Alerta judicial por crisis en atención pediátrica nacional
El Tribunal Administrativo de Cundinamarca ha emitido un fallo histórico que advierte sobre una amenaza real y verificable en el acceso a servicios de salud para niños y niñas en Colombia. La decisión judicial, resultado de una acción popular promovida por el abogado Germán Humberto Rincón Perfetti, ordena al Estado adoptar medidas regulatorias y de planeación inmediatas para evitar que el problema se agrave en el sistema de salud nacional.
Reducción preocupante de camas pediátricas
Según el análisis del Tribunal, basado en información oficial y de organizaciones especializadas, se ha registrado una reducción significativa en la hospitalización pediátrica general, que pasó de 5.344 a 4.897 camas a nivel nacional. Aunque los servicios neonatales crecieron considerablemente (de 1.681 a 2.082 camas) y las Unidades de Cuidado Intensivo pediátricas aumentaron a 352 camas proyectadas para 2025, el balance general es profundamente desigual y preocupante.

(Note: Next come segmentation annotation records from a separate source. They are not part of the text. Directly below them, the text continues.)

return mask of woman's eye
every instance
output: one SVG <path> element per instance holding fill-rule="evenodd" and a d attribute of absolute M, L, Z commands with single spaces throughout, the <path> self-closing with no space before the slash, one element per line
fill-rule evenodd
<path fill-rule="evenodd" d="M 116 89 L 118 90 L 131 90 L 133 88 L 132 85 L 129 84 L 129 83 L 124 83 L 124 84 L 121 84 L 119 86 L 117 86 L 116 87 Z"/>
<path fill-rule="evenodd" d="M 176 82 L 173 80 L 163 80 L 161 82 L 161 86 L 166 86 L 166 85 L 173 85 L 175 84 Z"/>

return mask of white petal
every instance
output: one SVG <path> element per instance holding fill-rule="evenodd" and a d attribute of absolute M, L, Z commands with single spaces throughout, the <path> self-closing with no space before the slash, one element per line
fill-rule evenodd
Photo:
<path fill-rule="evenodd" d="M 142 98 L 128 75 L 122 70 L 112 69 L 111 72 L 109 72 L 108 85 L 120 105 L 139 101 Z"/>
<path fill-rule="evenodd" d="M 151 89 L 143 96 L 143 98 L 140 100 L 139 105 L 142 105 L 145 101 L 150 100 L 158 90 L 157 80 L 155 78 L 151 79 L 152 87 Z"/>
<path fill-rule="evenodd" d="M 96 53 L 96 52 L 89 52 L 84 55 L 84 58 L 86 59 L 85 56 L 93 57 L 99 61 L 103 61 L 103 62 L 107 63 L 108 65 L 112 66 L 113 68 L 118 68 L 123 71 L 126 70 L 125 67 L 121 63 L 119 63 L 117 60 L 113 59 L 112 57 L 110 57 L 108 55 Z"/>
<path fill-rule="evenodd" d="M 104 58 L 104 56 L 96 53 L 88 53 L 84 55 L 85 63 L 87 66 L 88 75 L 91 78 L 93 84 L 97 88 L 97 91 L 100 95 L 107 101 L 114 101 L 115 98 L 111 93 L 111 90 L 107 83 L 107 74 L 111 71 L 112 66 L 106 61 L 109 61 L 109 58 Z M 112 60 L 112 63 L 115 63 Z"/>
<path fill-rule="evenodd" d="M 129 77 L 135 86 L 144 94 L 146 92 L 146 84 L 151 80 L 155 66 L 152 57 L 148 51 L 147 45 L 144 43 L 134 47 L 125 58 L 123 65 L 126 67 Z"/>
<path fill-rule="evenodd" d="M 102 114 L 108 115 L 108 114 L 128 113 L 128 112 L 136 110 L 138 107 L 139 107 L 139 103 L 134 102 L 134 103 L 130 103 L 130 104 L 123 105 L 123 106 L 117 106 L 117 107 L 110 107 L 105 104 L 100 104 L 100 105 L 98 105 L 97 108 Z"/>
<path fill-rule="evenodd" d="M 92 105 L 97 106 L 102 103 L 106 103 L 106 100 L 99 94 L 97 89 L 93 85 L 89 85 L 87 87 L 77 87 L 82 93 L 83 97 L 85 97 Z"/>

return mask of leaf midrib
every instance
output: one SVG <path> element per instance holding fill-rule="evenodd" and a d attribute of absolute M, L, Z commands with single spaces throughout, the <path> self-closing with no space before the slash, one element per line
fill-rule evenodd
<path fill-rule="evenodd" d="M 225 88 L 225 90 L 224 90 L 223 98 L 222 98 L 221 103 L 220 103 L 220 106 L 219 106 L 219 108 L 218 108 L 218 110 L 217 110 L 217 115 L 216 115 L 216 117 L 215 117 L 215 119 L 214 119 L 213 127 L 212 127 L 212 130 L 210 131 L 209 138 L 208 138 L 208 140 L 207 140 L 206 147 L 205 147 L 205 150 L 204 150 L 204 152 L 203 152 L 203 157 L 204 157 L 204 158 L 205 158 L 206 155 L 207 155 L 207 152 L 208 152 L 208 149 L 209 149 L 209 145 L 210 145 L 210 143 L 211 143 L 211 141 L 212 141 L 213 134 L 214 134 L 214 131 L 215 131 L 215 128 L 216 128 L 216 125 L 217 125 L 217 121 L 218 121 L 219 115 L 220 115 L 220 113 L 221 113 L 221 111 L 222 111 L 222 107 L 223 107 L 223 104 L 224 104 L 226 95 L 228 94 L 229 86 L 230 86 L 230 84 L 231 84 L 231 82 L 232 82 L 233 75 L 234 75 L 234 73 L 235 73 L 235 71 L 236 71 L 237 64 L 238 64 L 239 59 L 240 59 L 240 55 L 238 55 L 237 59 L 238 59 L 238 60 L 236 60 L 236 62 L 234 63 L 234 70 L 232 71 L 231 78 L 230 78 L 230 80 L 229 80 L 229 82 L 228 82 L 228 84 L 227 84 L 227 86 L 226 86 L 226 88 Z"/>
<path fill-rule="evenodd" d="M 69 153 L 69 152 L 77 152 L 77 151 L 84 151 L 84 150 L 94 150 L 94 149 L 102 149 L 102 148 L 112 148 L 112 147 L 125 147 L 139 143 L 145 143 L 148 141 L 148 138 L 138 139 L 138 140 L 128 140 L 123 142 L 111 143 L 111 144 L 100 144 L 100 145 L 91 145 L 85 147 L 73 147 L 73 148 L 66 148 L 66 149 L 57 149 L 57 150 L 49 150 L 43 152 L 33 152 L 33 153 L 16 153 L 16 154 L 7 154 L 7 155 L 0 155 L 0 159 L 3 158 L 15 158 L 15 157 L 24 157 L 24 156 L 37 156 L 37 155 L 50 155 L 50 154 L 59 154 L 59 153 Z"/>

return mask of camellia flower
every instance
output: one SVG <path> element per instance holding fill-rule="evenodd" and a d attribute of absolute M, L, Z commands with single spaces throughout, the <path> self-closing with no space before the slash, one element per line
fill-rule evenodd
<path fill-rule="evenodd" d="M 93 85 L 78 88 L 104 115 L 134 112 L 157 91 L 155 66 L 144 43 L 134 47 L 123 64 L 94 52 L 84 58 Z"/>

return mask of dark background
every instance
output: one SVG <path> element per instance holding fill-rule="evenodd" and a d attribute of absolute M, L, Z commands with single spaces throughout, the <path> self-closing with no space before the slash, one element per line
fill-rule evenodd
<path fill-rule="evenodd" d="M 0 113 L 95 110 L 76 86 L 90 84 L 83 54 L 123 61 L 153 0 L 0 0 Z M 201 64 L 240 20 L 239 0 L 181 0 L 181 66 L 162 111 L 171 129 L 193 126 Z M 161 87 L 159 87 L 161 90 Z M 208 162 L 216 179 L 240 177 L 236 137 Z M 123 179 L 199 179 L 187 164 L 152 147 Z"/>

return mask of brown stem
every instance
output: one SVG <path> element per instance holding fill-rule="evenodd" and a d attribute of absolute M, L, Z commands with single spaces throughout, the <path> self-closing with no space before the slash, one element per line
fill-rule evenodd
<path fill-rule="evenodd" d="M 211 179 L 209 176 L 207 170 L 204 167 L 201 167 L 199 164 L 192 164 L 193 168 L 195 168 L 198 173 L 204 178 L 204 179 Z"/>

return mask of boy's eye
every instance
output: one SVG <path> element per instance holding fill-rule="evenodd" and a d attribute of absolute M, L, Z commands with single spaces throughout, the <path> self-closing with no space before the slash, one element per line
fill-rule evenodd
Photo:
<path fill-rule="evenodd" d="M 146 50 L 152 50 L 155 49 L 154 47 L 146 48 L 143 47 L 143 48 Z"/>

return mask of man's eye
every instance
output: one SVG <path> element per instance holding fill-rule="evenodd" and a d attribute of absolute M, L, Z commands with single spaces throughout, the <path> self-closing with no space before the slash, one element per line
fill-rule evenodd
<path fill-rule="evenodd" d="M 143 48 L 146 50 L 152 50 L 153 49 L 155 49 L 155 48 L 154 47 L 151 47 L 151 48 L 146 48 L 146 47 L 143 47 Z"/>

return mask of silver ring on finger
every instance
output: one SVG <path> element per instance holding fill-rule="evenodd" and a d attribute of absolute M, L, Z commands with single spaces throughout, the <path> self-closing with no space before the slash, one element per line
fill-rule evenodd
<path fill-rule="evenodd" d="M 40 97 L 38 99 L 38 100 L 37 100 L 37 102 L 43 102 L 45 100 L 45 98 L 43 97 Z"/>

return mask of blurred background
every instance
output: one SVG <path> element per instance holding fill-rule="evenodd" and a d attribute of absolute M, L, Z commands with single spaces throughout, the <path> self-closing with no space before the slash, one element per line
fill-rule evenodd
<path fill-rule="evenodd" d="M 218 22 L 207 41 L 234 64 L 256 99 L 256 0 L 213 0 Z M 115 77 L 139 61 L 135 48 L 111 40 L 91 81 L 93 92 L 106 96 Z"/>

El magistrado Moisés Rodrigo Mazabel, autor de la decisión, encontró que existen señales alarmantes que no pueden ser desestimadas, entre ellas:
- Reducción de servicios en territorios específicos
- Variaciones drásticas en disponibilidad de camas
- Ausencia de información consolidada nacional
- Falta de herramientas técnicas para medir suficiencia del sistema
Desigualdad territorial en la oferta de servicios
La situación presenta marcadas diferencias regionales que agravan el problema. En regiones como Antioquia y Bogotá se concentran las mayores pérdidas de camas generales, aumentando considerablemente la presión sobre la atención infantil. Territorios como San Andrés y Chocó enfrentan los escenarios más críticos por la reducción simultánea de hospitalización y servicios neonatales.
Departamentos como Huila no logran compensar la pérdida de camas generales pese a aumentos en cuidados especializados, mientras que en zonas apartadas como Vaupés y Vichada, la baja capacidad inicial y su posterior disminución agravan la brecha en acceso a servicios pediátricos. En contraste, algunos territorios como Cesar y Atlántico registran aumentos, y casos como Cundinamarca compensan caídas con expansión neonatal, evidenciando una distribución territorial desigual en la oferta de servicios.
Vacíos regulatorios y órdenes judiciales
La sentencia pone especial énfasis en los vacios regulatorios existentes. El Tribunal cuestiona específicamente que no existan restricciones claras frente al cierre de servicios pediátricos, incluso en contextos de alta ocupación hospitalaria. Según el fallo, aunque se exige reportar el cierre de camas pediátricas y notificar al ente territorial cuando se produce el cierre total del servicio, el Ministerio de Salud no ha contemplado la prohibición del cierre de capacidad instalada ni siquiera cuando existan niveles de ocupación críticos.
Entre las principales órdenes emitidas por el Tribunal se encuentran:
- Expedición de regulación en seis meses que defina niveles de ocupación de camas pediátricas
- Establecimiento de criterios técnicos para evaluar la suficiencia del servicio
- Diseño de un modelo nacional que permita planificar la oferta de camas pediátricas con base en la demanda real
- Realización de estudios regionales por parte de entidades territoriales para determinar capacidad suficiente
- Creación de sistemas de seguimiento a quejas por falta de camas pediátricas
- Generación de reportes periódicos y publicación de información agregada sobre capacidad instalada
Nuevas condiciones para el cierre de servicios
Aunque el Tribunal no accedió a prohibir totalmente el cierre de camas pediátricas o reabrir las que han sido cerradas en los últimos años, sí impuso nuevas condiciones estrictas. A partir del fallo, cuando existan niveles de ocupación elevados, el cierre de servicios deberá someterse a un procedimiento especial donde las instituciones prestadoras de salud deberán justificar exhaustivamente su decisión.
Las autoridades sanitarias estarán obligadas a evaluar cada caso y pronunciarse mediante actos administrativos debidamente motivados, estableciendo un control más riguroso sobre las decisiones que afecten la capacidad de atención pediátrica. Además, se conformará un comité especial para verificar el cumplimiento de la sentencia, lo que implica un seguimiento judicial continuo a las órdenes impartidas.
El fallo representa un llamado de atención urgente al sistema de salud colombiano y establece un precedente importante para la protección del derecho a la salud de la población infantil, especialmente en un contexto donde persisten desigualdades territoriales y vacíos regulatorios que ponen en riesgo la atención oportuna y de calidad para los niños y niñas del país.